Mustali Kachwala's Blog: An Introduction To Programming Type Systems

An Introduction To Programming Type Systems | Smashing Coding:

Static typing is great because it keeps you out of trouble. Dynamic typing is great because it gets out of your way and lets you get your work done faster. The debate between strongly and dynamically typed languages rages on, but understanding the issue starts with weak typing and languages such as C.

C treats everything like a number. A character like aor 7 or % is the number of the ASCII symbol representing it; “true” and “false” are just 1 and 0.

C defines variables with types such as int for integer and char for character, but that just defines how much memory to use.
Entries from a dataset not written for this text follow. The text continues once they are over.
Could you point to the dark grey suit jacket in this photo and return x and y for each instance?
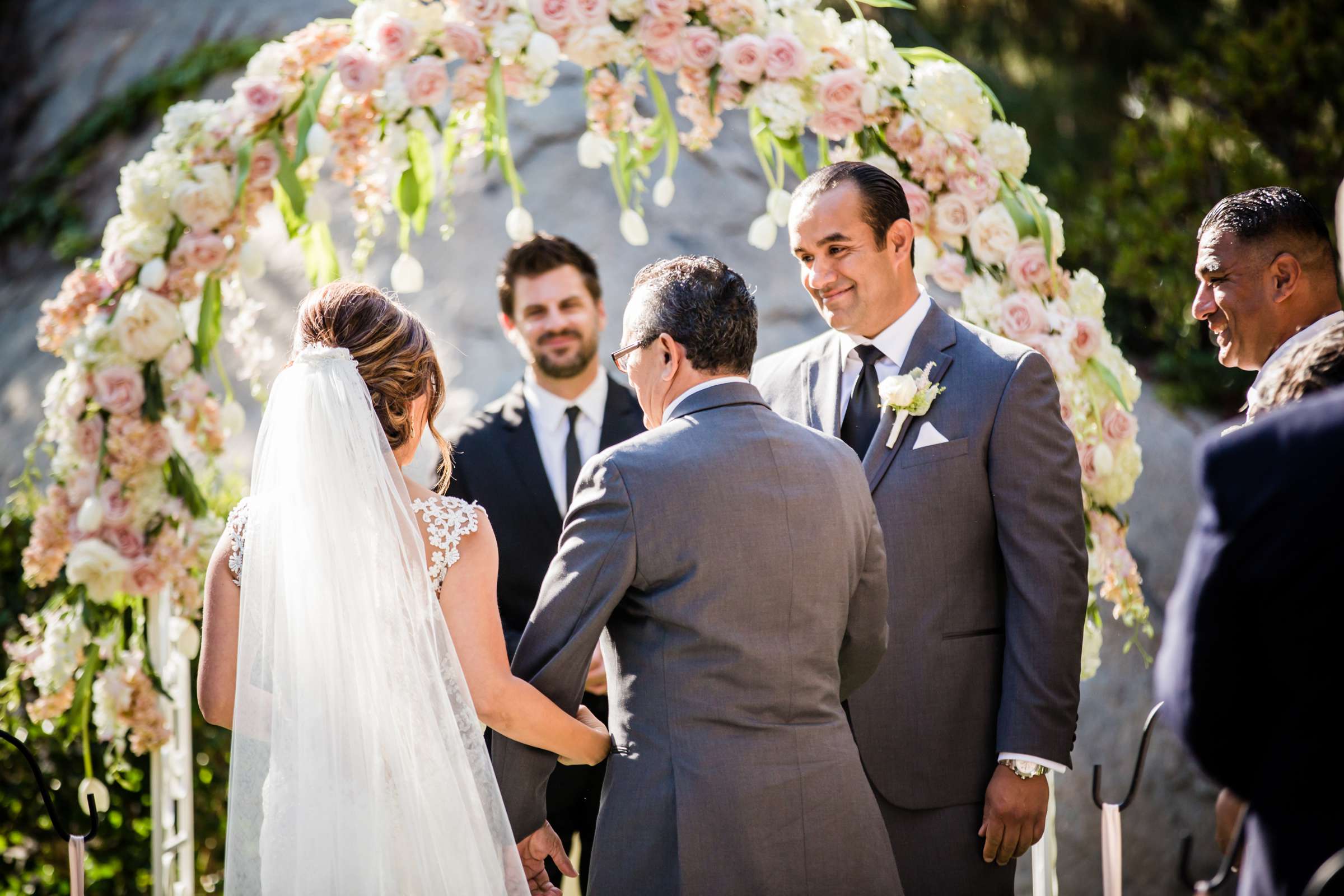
(736, 562)
(987, 562)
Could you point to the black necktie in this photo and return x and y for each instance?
(865, 412)
(572, 456)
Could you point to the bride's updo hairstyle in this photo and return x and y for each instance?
(393, 348)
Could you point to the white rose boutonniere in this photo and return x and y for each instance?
(909, 395)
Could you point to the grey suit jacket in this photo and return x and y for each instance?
(736, 562)
(987, 562)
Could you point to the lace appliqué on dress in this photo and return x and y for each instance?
(449, 520)
(237, 527)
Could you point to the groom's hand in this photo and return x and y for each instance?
(533, 852)
(1015, 814)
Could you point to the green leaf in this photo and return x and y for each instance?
(933, 54)
(1109, 379)
(212, 321)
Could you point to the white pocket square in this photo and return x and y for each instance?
(929, 436)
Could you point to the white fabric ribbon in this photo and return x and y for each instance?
(1110, 860)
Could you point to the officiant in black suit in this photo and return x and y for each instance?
(521, 456)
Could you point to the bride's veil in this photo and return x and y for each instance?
(358, 763)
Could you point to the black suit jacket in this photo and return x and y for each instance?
(496, 463)
(1250, 664)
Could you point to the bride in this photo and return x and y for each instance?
(353, 640)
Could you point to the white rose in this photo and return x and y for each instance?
(993, 235)
(97, 566)
(147, 324)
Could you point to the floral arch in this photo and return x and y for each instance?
(393, 104)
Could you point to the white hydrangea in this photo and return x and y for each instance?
(1006, 146)
(949, 97)
(781, 104)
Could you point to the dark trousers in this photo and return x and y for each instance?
(939, 852)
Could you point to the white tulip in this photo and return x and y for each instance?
(663, 193)
(91, 515)
(763, 233)
(777, 203)
(633, 228)
(153, 273)
(518, 225)
(408, 274)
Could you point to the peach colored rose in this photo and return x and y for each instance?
(394, 38)
(785, 57)
(119, 389)
(358, 70)
(202, 251)
(427, 81)
(1023, 315)
(744, 58)
(949, 272)
(261, 97)
(838, 124)
(1027, 265)
(1119, 425)
(699, 48)
(841, 89)
(918, 200)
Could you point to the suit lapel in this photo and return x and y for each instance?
(937, 332)
(521, 445)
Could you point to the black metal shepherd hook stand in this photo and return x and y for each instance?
(1139, 766)
(46, 794)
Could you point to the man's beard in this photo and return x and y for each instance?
(569, 370)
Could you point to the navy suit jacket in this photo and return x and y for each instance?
(1250, 665)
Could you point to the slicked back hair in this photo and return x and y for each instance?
(706, 307)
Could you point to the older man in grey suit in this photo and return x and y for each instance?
(736, 563)
(980, 504)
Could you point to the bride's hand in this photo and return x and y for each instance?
(601, 740)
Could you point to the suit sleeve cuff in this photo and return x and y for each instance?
(1053, 766)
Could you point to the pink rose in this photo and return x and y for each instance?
(427, 81)
(1085, 338)
(1119, 425)
(202, 251)
(260, 96)
(593, 12)
(841, 89)
(265, 163)
(484, 12)
(838, 124)
(360, 72)
(744, 58)
(1027, 265)
(1023, 316)
(394, 38)
(952, 216)
(553, 16)
(785, 57)
(674, 10)
(89, 437)
(699, 48)
(918, 202)
(119, 390)
(949, 272)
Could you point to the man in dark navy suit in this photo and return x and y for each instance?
(1250, 664)
(521, 456)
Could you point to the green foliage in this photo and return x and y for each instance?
(45, 209)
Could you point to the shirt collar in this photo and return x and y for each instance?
(701, 388)
(895, 340)
(549, 409)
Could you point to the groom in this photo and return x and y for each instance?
(736, 563)
(982, 511)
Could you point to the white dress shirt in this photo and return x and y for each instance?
(553, 428)
(894, 344)
(701, 388)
To access the variable and print it out, I need to know the type.

int a = 1;
printf("The number is %i\n", a);

char z = 'z';
printf("The character is %c\n", z);

When I run this program, it shows this:

The number is 1 The character is z

The printf function needs a hint from us to know how to format the variable. If I give the wrong hint…

char z = 'z';
printf("The character is %i\n", z);

… then I get this:

The character is 122

C doesn’t know whether z is a character or an integer; it has a weak type.

Weak typing is fast because there’s no overhead of remembering the different types, but it leads to some nasty bugs. There’s no way to format the z if you don’t know its type ahead of time. Imagine accessing a variable and getting the number 1229799107. The number could be the result of a mathematical calculation (1,229,799,107), the cost of a government program ($1.2 billion) or a date (Saturday, 20 December 2008). When all you have is the number, there’s no way to know that it’s really the code for the letters in my name: zack.

So far, we’ve just covered weak typing. “Weak versus strong” and “static versus dynamic” are often spoken of synonymously, but they each describe a different phase of the same problem. They’re also politicized, with the words carrying an implied value judgment. “Weak versus strong” makes one of them sound a lot better than the other, while “static vs. dynamic” makes one sound stodgy and the other exciting.

(Image: Cris)

These two terms are used interchangeably, but they describe the difference between the way a language defines types and how it figures them out when the program runs. For example:

Weak with no typing	Assembly languages don’t provide any way of specifying or checking types at all. Everything is just a number.
Weak static typing	C lets you define object types as structures, but it doesn’t do much to enforce or remember them. C automatically convert between many types. C++ and Objective-C go further with the definitions but still don’t enforce the resulting types.
Strong static typing	Java forces you to define all types and checks them with a virtual machine.
Strong dynamic typing	Python, JavaScript and Ruby dynamically infer the types of objects, instead of forcing you to define them, and then enforce those types when the program runs in the interpreter. All dynamically typed languages need a strong typing system at runtime or else they won’t be able to resolve the object types.
Weak dynamic typing	Dynamically inferred types don’t work in a weakly typed language because there aren’t any types to infer.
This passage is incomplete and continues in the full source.